Витиеватая, конечно, теория. Но я теперь тебе кратко расскажу, как он эту теорию воплощал на практике, внедряя ее в бедную Эмилию.
Начал он с одежды. Он предписал Эмилии такие одеяния, которые, подчеркивая ее скромность и простоту, делали эту простоту изящной. Так, бледность ее лица он велел оттенять накидками легкого багрянца, высокие плечи осаживать тонкой тесьмой, грудь делать более выпуклой, перетягивая талию. Нескладную ее ногу он обул в белоснежный башмачок, а слишком худую голень обвил ремешками.
Яркие украшения он ей запретил и особенно следил за ее прическами. До встречи с Голубком она укладывала волосы в малый пучок надо лбом и открывала уши. Он ей это категорически возбранил, объявив, что такая прическа под стать круглому лицу, а у нее лицо длинное, и потому ей следует носить ровно проложенный пробор, как это делала легендарная Лаодамия. Время от времени он приказывал ей быть якобы растрепанной, но эта растрепанность заботливо приготовлялась, тщательно расчесывалась, предварительно завивалась и замысловато подкручивалась, так что представляла собой довольно сложную прическу, а точнее — две разные прически: так называемые неприбранность Иолы, пленившей своей растерзанностью Геркулеса, и непричесанность Ариадны, привлекшей своим горестным видом Вакха. Эти две прически Голубок сам изобрел или позаимствовал из каких-то древних описаний и никогда не доверял их исполнение рабыням Эмилии, самолично растрепывая, то есть расчесывая, завивая и укладывая голову своей галатеи.
Косметику он осуждал, предпочитая ей, как он говорил, естественные краски природы. Но так как у Эмилии эти естественные краски почти отсутствовали, ей было разрешено осторожно использовать нежно-розовые румяна, небольшой мушкой оттенять кожу щеки и пепельным цветом или киднийским шафраном подкрашивать веки.
С не меньшим усердием Голубок принялся воспитывать манеры Эмилии.
Прежде всего занялся ее походкой. Ибо, как он потом напишет в своей «Науке»:
Женская поступь — немалая доля всей прелести женской,
Женскою поступью нас можно привлечь и вспугнуть.
Часами учил ее ходить: показывал, как заносить ступню, как ставить ее на землю, как отмерять шаги, как двигать бедром, как выставлять невзначай напоказ левый локоть, как держать голову. Он водил ее по городу и, показывая ей различных женщин, критически разбирал и наглядно анализировал их походки: вот эта, видишь, слишком изнежена в своих движениях; эта ковыляет, как умбрская баба, ноги расставив дугой; эта властно ступает, и складки туники у нее красиво развеваются, но тебе эта важность не подойдет… Образец для подражания они редко находили, ибо тайной правильной походки, одновременно скромной и обаятельной, владел лишь он, Голубок, учитель и пигмалион.
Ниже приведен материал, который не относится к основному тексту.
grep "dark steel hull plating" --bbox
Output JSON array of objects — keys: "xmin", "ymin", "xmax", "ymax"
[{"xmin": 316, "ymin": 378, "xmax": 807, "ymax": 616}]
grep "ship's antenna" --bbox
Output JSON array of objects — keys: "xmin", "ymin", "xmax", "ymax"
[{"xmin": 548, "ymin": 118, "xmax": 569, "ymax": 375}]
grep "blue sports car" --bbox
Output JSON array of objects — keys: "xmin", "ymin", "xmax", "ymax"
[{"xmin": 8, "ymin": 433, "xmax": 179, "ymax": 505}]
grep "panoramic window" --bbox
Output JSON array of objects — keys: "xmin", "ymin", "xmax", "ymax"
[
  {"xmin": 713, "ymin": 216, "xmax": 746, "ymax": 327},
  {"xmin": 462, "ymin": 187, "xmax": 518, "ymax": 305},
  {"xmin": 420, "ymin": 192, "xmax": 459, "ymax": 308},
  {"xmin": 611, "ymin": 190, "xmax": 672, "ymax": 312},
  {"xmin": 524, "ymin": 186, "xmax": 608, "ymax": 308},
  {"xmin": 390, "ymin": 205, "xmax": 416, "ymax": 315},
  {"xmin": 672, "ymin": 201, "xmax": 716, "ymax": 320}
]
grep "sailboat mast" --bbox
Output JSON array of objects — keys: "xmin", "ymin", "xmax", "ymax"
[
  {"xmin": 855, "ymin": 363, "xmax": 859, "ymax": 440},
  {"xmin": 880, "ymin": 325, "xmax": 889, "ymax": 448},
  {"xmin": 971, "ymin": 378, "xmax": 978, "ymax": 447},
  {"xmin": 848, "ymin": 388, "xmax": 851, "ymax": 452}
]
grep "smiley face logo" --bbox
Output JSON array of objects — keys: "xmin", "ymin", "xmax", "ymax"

Закончив с походкой, он принялся учить ее разговаривать. Устраняя ее простецкий выговор, он терпеливо обучал ее правильному произношению звуков и поначалу разрешал ей произносить лишь те слова, которые у нее получались. Затем были допущены короткие фразы, тщательно выверенные по интонации и произношению и старательно отрепетированные. Некоторое время лишь этим набором слов она имела право общаться со своим возлюбленным, пока разрешенный ей словарь не расширился и ученица смогла не только отвечать на вопросы учителя, но и выражать свои желания.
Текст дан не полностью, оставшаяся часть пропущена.